Norms of excellence in the chief poetical arts, such as panegyric, satire, and elegy. Linguistic aspects of literary art. These various problems of literary criticism were treated sometimes separately in a specialized fashion, and sometimes together in manuals or textbooks. The stylistic aspects in particular received a large share of the Arab authors’ attention, and the researches around them grew until they formed a separate critical branch under the name of Balaghah .
This was mainly the outcome of the Muslims pre-occupation with problems of the Qur’anic exegesis and i‘jaz . Greek writings on rhetorics which were translated into Arabic as early as the third/ninth century also contributed to the growth of the science of Balaghah . In fact, that science dominated the Arabic critical field all through the later centuries of Islam from the seventh/13th to the 12th/18th.

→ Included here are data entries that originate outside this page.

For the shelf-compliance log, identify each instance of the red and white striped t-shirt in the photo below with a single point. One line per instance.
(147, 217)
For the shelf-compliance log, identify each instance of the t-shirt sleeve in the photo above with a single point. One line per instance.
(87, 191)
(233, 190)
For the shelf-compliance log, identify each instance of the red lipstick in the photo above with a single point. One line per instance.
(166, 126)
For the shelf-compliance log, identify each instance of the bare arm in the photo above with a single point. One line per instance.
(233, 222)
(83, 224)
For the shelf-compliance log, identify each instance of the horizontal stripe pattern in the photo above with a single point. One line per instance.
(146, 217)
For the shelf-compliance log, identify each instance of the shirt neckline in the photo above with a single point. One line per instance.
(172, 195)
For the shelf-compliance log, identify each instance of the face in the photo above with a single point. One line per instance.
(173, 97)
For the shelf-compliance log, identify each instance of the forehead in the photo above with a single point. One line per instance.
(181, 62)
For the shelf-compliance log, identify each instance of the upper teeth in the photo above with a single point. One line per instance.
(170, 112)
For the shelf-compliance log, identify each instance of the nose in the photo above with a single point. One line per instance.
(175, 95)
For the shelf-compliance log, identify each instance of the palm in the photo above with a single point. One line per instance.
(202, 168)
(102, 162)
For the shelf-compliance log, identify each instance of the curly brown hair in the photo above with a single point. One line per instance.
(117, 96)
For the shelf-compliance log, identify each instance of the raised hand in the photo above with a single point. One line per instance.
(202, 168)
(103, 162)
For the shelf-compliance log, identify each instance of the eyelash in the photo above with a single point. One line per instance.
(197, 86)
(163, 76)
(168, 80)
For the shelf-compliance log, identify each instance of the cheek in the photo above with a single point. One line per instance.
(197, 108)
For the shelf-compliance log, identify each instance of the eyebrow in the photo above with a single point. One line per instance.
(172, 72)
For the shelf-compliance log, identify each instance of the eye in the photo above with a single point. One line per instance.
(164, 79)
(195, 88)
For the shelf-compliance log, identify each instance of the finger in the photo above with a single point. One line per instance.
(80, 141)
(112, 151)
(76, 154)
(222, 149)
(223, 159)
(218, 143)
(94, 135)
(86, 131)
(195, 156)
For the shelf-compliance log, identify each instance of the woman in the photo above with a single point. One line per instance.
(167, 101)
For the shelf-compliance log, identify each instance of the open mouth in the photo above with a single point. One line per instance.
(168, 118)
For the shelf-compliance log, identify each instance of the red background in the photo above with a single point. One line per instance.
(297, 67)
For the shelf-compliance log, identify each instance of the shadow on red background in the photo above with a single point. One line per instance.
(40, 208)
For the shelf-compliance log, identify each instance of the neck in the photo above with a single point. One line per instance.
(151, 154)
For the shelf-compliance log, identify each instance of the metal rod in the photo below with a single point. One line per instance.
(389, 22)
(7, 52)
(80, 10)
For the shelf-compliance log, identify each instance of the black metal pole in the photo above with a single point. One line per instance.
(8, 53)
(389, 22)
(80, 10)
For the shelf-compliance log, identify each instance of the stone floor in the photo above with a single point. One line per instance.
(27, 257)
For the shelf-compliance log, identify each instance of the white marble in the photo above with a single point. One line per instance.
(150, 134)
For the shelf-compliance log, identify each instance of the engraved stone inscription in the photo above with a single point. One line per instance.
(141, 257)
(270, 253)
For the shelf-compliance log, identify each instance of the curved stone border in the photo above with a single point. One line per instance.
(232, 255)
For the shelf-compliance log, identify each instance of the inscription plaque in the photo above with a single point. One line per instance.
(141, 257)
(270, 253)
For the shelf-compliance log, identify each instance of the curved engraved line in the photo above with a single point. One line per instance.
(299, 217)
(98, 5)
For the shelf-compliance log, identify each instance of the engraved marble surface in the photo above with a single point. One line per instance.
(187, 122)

The above enumeration of the different aspects of Arabic literary criticism will indicate the immensity of its wealth, and the difficulty of separating the Arab contribution in this field from their contribution to the development of Arabic language and literature in general. Many a general book on literature, such as the Kitab al-Aghani (Book of Songs) by Abu al-Faraj, would also claim a place among the books of literary criticism. The same can be said by the unique excellence of the Qur’an.
But the following survey of the main features of Arabic literary criticism we shall limit ourselves to singling out some of its outstanding landmarks and making a brief halt at each of them. On the early grammarians, philologists, and literary critics of the first stage in Arabic authorship was ibn Sallam (d. 231/845). His book Tabaqat al-Shu‘ara’ is representative of the critical attainments of his period.
Criticism, he maintains, needs long training and experience, and a critic must be an expert on his subject and well versed in the practice of his art. In other words, taste alone does not meet the requirements of criticism, and must be supplemented by experience and long study. He also adds that poetry, like the sciences and other arts, needs its own special technique and culture. He was aware of the established truth that abundance of practical study is worth more than all academic knowledge.
The second point stressed by ibn Sallam in his book is the importance of verifying the poetical texts and of ascertaining their origin.